Sulla “maledizione” invocata da Gurrieri e poi rilanciata da Pezzini, interviene l’Unione Camere penali, con una nota firmata dalla giunta e dall’osservatorio Difesa d’ufficio intitolato a Paola Rebecchi, la professionista autrice della riforma dell’istituto e rimasta uccisa nel 2016 proprio in un incidente stradale. Nell’intervento dell’Ucpi si nota come le dannazioni pronunciate su blog e social dell’avvocatura esprimano «(inaccettabili) accostamenti e sovrapposizioni tra il difensore, l’imputato e i fatti di cui quest’ultimo è chiamato a rispondere».
Il richiamo dell'Ucpi. L’associazione che rappresenta tutti i penalisti d’Italia non solo richiama i cardini «del diritto (e del dovere) di difesa», i presupposti della difesa d’ufficio sanciti nella Costituzione e nella legge professionale, ma è anche molto severa nello scorgere un «malcelato tentativo di acquisire consenso tra la pubblica opinione, particolarmente scossa in situazioni come questa» dietro la decisione di «cavalcare l’ondata emotiva che la notizia ha inevitabilmente determinato, affermando pubblicamente che certe persone neppure meriterebbero di essere difese».
Quale indipendenza? A colpire di più resta soprattutto quel richiamo alla «vera indipendenza dell’avvocato» formulato da uno dei professionisti, Pezzini, che si dichiarano indisponibili a difendere, anche d’ufficio, individui come lo scellerato automobilista che ha ucciso i due cuginetti, Alessio e Simone.
Quell’idea di «indipendenza» è tutta costruita attorno a una concezione libertaria e individualistica dell’attività del difensore. Pare priva di qualsiasi sentore del rilevo pubblico e sociale che l’avvocato assume nello svolgere la propria funzione. Un rilievo pubblico, e quindi costituzionale, acquisito proprio «nel difendere il diritto ad un processo giusto anche per l’ultimo degli imputati del più grave ed odioso crimine», come si legge nella magistrale nota dell’Ucpi.

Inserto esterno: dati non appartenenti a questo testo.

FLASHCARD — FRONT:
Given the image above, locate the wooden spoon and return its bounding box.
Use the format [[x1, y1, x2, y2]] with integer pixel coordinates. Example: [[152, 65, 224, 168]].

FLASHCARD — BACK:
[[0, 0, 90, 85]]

Proprio nel difendere il più mostruoso degli assassini, infatti, «l’Avvocato d’ufficio è posto a tutela di diritti fondamentali che appartengono a tutti, perché non ammettono deroghe ed eccezioni», per citare ancora l’Ucpi. La sacralità del diritto di difesa, e la sua collocazione nell’architettura dello Stato di diritto, derivano proprio dall’impossibilità di subordinarlo a «deroghe ed eccezioni» .
Non un richiamo professorale, sussiegoso e glacialmente buonista alla deontologia. Ma una commovente evocazione, quella dell’Unione Camere penali, di un valore che è sacro proprio in quanto assoluto.
Nel documento della giunta dei penalisti e dell’osservatorio “Paola Rebecchi” c’è davvero il senso dell’avvocato in Costituzione. Di quel riconoscimento della necessaria «libertà e indipendenza» del difensore, oltre che della sua imprescindibilità.
Un riconoscimento sollecitato dal Cnf e condiviso dai capigruppo in Senato dei partiti dell’attuale maggioranza, Patuanelli e Molinari, co-firmatari del ddl depositato a Palazzo Madama. Un’affermazione di valori al più alto grado dell’ordinamento che fa chiarezza su quale sia il senso della «libertà» del difensore, anche di fronte a delitti mostruosi come quello di Vittoria.